Frame, D.G. (2010). Best practice management of CINV in oncology patients: I. Physiology and treatment of CINV. Multiple neurotransmitters and receptors and the need for combination therapeutic approaches. Journal of Supportive Oncology, 8(2, Suppl. 1), 5–9.

• This article reviewed the neurotransmitter and receptor systems involved with chemotherapy-induced nausea and vomiting (CINV) and a brief history of development of antiemetic therapies. CINV classifications was defined as follows.
  • Acute—occurring and resolving within 24 hours of chemotherapy
  • Delayed—occurring more than 24 hours after chemotherapy administration
  • Breakthrough—occurring despite antiemetic therapy
  • Refractory—unmanageable with current antiemetics
  • Anticipatory—conditioned response after prior inadequately controlled CINV.
• The article stated that anticipatory CINV is the most common kind.
• The article reviewed the mechanism of action and current knowledge regarding common antiemetic regimens and noted that given the physiology involved, optimal treatment requires a combination of therapies targeting multiple systems.

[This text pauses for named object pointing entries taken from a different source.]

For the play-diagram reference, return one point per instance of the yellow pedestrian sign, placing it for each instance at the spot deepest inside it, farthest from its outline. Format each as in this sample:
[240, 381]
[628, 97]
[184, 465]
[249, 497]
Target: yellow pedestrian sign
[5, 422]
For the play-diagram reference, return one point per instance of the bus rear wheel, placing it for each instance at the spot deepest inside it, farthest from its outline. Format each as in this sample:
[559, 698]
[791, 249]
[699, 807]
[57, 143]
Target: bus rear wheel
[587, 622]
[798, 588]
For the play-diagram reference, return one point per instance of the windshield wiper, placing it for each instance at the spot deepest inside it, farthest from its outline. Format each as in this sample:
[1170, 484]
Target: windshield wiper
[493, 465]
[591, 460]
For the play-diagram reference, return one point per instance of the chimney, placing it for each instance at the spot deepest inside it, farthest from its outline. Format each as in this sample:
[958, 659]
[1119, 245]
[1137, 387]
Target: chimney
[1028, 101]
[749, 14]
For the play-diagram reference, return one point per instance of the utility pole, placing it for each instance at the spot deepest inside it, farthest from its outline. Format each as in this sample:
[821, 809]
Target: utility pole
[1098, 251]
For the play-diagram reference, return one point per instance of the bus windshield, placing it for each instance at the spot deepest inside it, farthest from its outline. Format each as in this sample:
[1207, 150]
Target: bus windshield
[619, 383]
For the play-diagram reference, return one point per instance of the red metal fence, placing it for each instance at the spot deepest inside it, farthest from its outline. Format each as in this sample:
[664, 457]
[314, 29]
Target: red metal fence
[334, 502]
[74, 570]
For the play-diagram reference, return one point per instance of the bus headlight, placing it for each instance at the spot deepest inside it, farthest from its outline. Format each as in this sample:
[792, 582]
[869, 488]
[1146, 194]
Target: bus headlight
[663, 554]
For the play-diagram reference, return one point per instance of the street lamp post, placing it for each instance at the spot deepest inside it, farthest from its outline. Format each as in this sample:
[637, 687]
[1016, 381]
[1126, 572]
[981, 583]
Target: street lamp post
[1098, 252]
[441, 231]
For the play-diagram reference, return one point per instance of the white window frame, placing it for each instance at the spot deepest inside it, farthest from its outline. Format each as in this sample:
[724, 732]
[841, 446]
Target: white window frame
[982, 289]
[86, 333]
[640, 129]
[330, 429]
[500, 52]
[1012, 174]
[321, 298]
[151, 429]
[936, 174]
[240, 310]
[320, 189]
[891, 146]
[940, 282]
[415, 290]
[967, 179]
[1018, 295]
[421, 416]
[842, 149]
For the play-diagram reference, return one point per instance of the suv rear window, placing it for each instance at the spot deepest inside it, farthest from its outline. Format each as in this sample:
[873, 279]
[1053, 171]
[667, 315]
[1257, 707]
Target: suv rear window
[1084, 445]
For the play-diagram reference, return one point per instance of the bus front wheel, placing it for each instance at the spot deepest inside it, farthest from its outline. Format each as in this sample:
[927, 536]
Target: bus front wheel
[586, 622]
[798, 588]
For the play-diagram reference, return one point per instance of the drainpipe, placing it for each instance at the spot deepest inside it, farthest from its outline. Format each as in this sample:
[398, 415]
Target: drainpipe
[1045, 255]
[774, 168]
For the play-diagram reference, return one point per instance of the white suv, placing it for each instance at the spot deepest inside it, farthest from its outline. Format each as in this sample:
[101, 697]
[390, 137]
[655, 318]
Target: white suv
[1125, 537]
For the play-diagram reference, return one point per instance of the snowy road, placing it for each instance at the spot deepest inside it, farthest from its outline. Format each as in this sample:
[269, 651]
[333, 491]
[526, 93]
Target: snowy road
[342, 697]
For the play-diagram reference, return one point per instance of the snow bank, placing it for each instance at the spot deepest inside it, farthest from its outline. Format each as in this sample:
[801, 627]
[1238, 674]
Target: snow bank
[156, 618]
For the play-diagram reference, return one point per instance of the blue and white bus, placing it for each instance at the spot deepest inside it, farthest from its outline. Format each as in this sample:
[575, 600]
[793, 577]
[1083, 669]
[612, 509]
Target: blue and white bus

• Dexamethasone in combination with 5-HT₃ receptor antagonists is recommended (unless contraindicated or not tolerated). The author noted that this is too often not included.
• In delayed emesis, metoclopramide has been shown to be equivalent to ondansetron in controlling delayed CINV. Metoclopramide is also associated with extrapyramidal symptoms.
• Differences among 5-HT₃ receptor antagonists were noted.
  • Among first generation drugs, overall efficacy of the agents are similar.
  • Palonosetron is a second generation drug with a longer half-life, which appears to be associated with some preventive benefits.
  • Results of studies indicate that without some combination therapy, these drugs alone will fail in 40%–50% of patients.
  • The author noted that some individuals have a genetic tendency to metabolize these drugs differently and those with ultra-rapid metabolism have less therapeutic benefit. Palonosetron appears to have a smaller effect in this area.
• The effects of 2 mg per day of oral granisetron and 3.1 mg per day via epidermal patch appear to be similar.
• The addition of aprepitant (a neurokinin 1 [NK1] antagonist) to 5-HT₃ receptor antagonists and dexamethasone has demonstrated success. A larger benefit has been found for women than for men. The current approved regimen for aprepitant is a three-day regimen; however, ongoing studies are under way to determine if additional doses are helpful. When using aprepitant, the dexamethasone dosage should be reduced. A potential interaction between aprepitant and chemotherapeutic agents such as ifosfamide have been noted. In one study, the combination was associated with increased neurotoxicity.
• Olanzapine is an antipsychotic that blocks multiple neurotransmitters involved in CINV. Trials of olanzapine in combination with granisetron plus dexamethasone and palonosetron plus dexamethasone have demonstrated effectiveness in preventing CINV.

This article demonstrated the importance of combination therapy for prevention and management of CINV. The author provides a good overview of relevant physiology, mechanism of action of current agents, and current regimens used. The article points to the need for additional research with the use of olanzapine for CINV.